CHAPTER V

THE SOCIALIST PARTY OF FRANCE[ToC]

I

The Commune abruptly put an end to Socialism in France. The caldron boiled over and put out the fire. Thiers, in his last official message as president, claimed that Socialism, living and thriving in Germany, was absolutely dead in France. It was, however, to be revived in a newer and more vital form.

The exiled communards, in England and elsewhere, came in contact with Marxianism, and in 1880, when a general amnesty was declared, they brought to Paris a new and virile propaganda.

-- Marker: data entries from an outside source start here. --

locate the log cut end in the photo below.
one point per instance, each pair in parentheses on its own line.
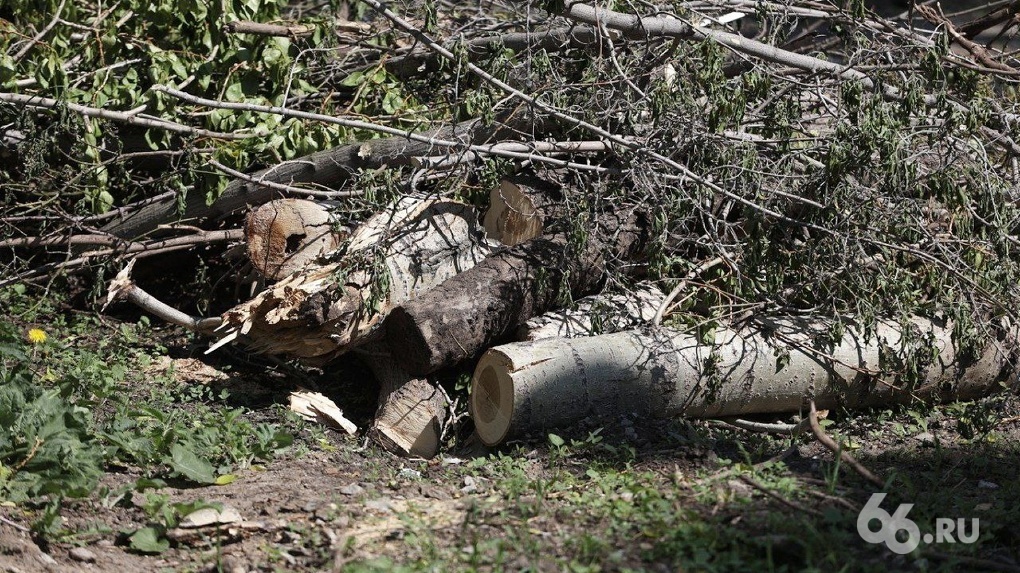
(410,420)
(492,399)
(285,236)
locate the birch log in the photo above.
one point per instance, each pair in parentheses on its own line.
(411,411)
(523,387)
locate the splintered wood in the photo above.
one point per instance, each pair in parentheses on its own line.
(339,299)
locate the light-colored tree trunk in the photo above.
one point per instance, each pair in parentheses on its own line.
(523,387)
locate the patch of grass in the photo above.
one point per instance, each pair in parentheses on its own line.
(69,402)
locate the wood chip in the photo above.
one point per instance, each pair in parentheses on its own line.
(315,407)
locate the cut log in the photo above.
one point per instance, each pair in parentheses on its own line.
(285,236)
(520,207)
(525,387)
(330,168)
(600,314)
(410,420)
(411,411)
(486,304)
(322,311)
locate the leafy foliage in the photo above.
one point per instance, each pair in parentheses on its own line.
(46,447)
(67,418)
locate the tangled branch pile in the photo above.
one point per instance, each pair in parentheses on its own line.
(784,159)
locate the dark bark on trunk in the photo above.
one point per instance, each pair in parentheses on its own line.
(469,312)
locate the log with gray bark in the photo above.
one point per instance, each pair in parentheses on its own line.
(525,387)
(335,304)
(330,168)
(476,308)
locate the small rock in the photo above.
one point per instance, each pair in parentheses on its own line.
(434,492)
(209,516)
(352,489)
(83,555)
(233,564)
(408,473)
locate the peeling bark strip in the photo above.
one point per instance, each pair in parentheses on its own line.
(322,311)
(286,235)
(524,387)
(476,308)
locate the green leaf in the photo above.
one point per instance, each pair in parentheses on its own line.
(188,464)
(149,539)
(353,80)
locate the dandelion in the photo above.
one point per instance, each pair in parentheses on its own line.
(37,335)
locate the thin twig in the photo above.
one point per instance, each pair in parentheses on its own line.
(788,503)
(661,311)
(38,102)
(284,188)
(830,444)
(42,33)
(15,525)
(123,288)
(491,149)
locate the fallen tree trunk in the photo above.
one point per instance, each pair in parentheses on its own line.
(285,236)
(330,168)
(520,208)
(524,387)
(411,411)
(469,312)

The leader of the new Marxian movement was Jules Guesde, a tireless zealot, burning with the fire that kindles enthusiasm.

The "affaire Boulanger" absorbed attention at this time, and Guesde, in his newspapers, La Révolution Française and Égalité, supported the Republic. But he was also insisting upon "Le minimum d'état et la maximum de liberté" (a minimum of government and a maximum of liberty). This may be taken as the political maxim of the Socialists at that time, although it leads them into the embarrassing anomaly of using their own slave as their master.

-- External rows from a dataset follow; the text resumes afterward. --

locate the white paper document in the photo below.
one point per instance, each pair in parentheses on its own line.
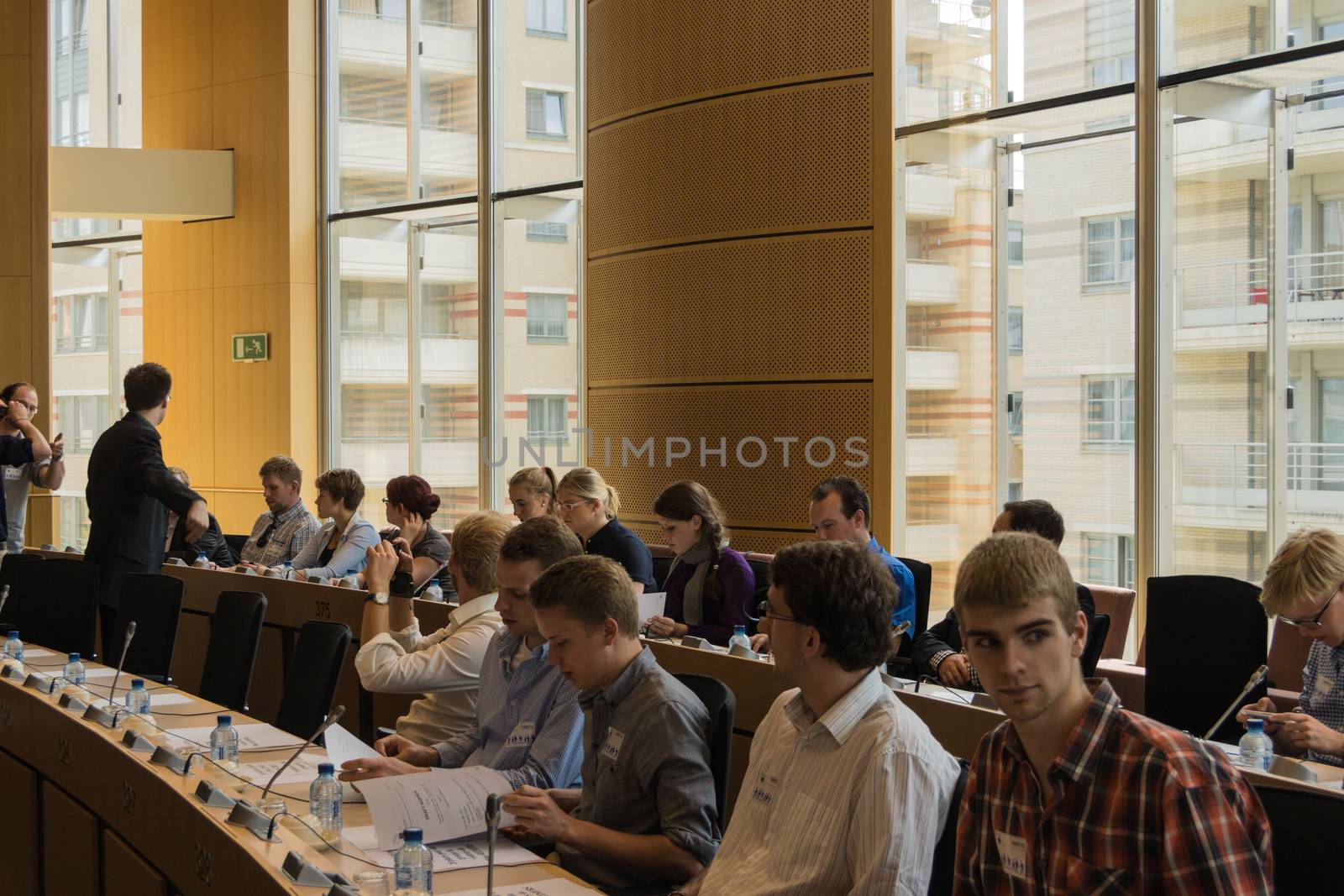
(250,736)
(343,746)
(447,804)
(652,605)
(454,855)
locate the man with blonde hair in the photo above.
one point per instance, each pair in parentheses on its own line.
(1074,794)
(445,665)
(1304,587)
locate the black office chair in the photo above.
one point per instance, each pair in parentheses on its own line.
(722,707)
(55,604)
(945,852)
(1095,641)
(232,653)
(154,604)
(313,673)
(1189,689)
(1303,826)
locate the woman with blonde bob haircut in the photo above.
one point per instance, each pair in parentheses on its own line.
(1304,587)
(531,490)
(589,506)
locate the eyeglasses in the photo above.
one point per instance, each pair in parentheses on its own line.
(1315,622)
(764,613)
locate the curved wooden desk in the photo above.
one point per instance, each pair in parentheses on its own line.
(87,817)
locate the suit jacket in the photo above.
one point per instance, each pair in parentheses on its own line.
(213,543)
(127,493)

Meantime a political labor party had arisen. In Paris, in 1878, a workingman became a candidate for the municipal council, and he headed his program with the words "Parti Ouvrier"—Labor Party. This is the first time the words were used with a political significance.[1] It was a small beginning, his votes were few, and the newspaper that espoused the workingman's cause, Le Prolétaire, was constantly on the verge of bankruptcy for want of proletarian support. In other cities the political labor movement began, and in 1879 a labor conference was held in Marseilles.

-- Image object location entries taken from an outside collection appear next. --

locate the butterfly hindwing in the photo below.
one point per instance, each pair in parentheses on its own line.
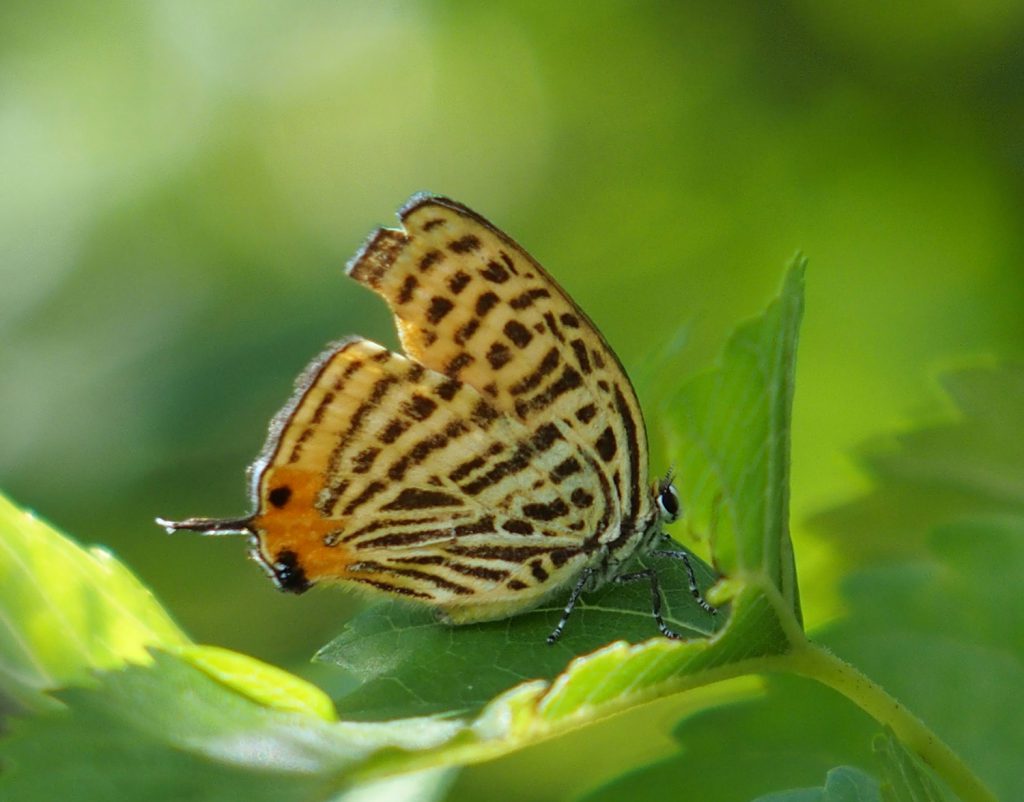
(392,475)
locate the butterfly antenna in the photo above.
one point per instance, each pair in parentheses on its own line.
(209,525)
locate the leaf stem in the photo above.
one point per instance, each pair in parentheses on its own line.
(809,660)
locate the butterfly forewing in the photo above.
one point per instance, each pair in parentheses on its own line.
(503,457)
(472,304)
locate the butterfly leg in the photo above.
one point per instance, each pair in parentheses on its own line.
(573,597)
(655,597)
(694,589)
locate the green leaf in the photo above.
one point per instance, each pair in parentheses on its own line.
(169,731)
(940,623)
(788,737)
(411,665)
(905,777)
(842,785)
(967,464)
(67,610)
(201,719)
(730,433)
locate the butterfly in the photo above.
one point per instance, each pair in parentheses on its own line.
(498,462)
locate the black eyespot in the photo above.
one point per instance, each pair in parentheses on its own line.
(668,500)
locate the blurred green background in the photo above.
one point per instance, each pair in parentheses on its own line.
(183,181)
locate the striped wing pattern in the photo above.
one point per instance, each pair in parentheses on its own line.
(498,459)
(430,492)
(471,303)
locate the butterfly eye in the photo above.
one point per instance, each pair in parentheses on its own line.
(668,502)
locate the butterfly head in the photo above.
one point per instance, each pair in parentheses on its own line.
(668,500)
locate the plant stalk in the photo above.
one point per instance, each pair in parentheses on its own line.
(813,662)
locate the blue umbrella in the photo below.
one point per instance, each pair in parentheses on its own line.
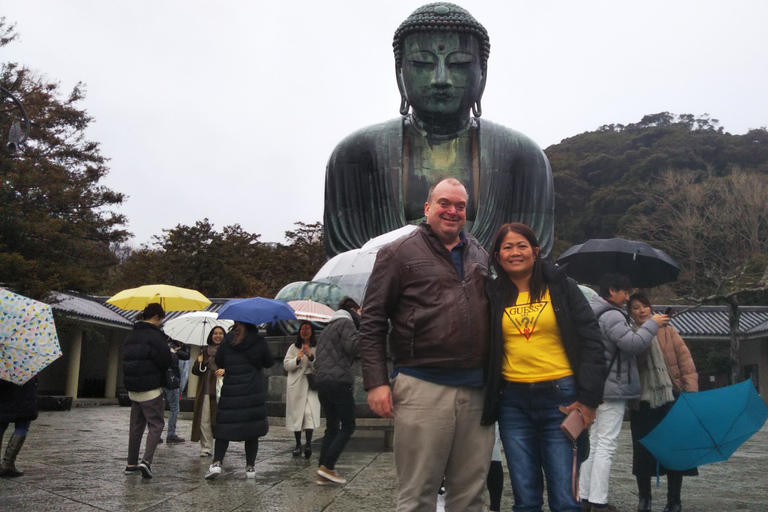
(707,426)
(256,310)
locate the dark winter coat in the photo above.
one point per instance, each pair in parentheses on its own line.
(146,357)
(336,350)
(579,332)
(18,403)
(432,317)
(242,414)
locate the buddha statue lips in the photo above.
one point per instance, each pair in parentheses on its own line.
(378,178)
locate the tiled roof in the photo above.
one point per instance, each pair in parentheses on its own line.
(216,305)
(712,321)
(85,306)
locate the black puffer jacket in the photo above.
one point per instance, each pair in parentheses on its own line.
(18,403)
(336,350)
(242,408)
(146,357)
(579,331)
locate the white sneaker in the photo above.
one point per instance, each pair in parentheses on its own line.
(214,470)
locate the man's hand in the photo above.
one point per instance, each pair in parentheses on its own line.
(380,401)
(587,412)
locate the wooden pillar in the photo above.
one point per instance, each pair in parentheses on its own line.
(194,352)
(110,386)
(73,365)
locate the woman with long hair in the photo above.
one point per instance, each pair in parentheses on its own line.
(546,358)
(204,417)
(302,406)
(666,370)
(242,407)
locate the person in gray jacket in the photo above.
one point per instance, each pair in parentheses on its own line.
(336,349)
(622,345)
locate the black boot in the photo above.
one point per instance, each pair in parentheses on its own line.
(7,465)
(674,486)
(644,494)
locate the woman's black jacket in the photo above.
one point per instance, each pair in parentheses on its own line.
(579,331)
(242,407)
(18,403)
(146,357)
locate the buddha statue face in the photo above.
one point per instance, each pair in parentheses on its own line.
(441,74)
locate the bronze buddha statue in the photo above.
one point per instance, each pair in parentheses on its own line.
(377,178)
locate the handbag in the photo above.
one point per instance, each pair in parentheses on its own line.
(172,381)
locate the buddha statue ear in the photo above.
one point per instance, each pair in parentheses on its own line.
(404,105)
(477,110)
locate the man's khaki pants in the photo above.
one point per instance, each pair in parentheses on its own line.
(438,433)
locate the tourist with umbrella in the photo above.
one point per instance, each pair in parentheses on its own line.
(146,358)
(666,370)
(302,405)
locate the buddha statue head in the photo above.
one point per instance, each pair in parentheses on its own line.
(441,56)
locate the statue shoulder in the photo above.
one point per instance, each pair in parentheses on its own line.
(505,134)
(368,138)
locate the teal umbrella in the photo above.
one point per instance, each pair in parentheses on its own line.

The two movements, labor and Socialist, drew together in 1880 at a general conference of workingmen at Havre. Here there were three groups which found it impossible to coalesce: the Anarchists, under Blanqui, formed the "Parti Socialiste Révolutionnaire"—the Revolutionary Socialist Party; the co-operativists, calling themselves the Republican Socialist Alliance, included the opportunist element of the Socialists; and the Guesdists, who were in the majority, organized the "Parti Ouvrier Français"—the French Labor Party—and adopted a Marxian program.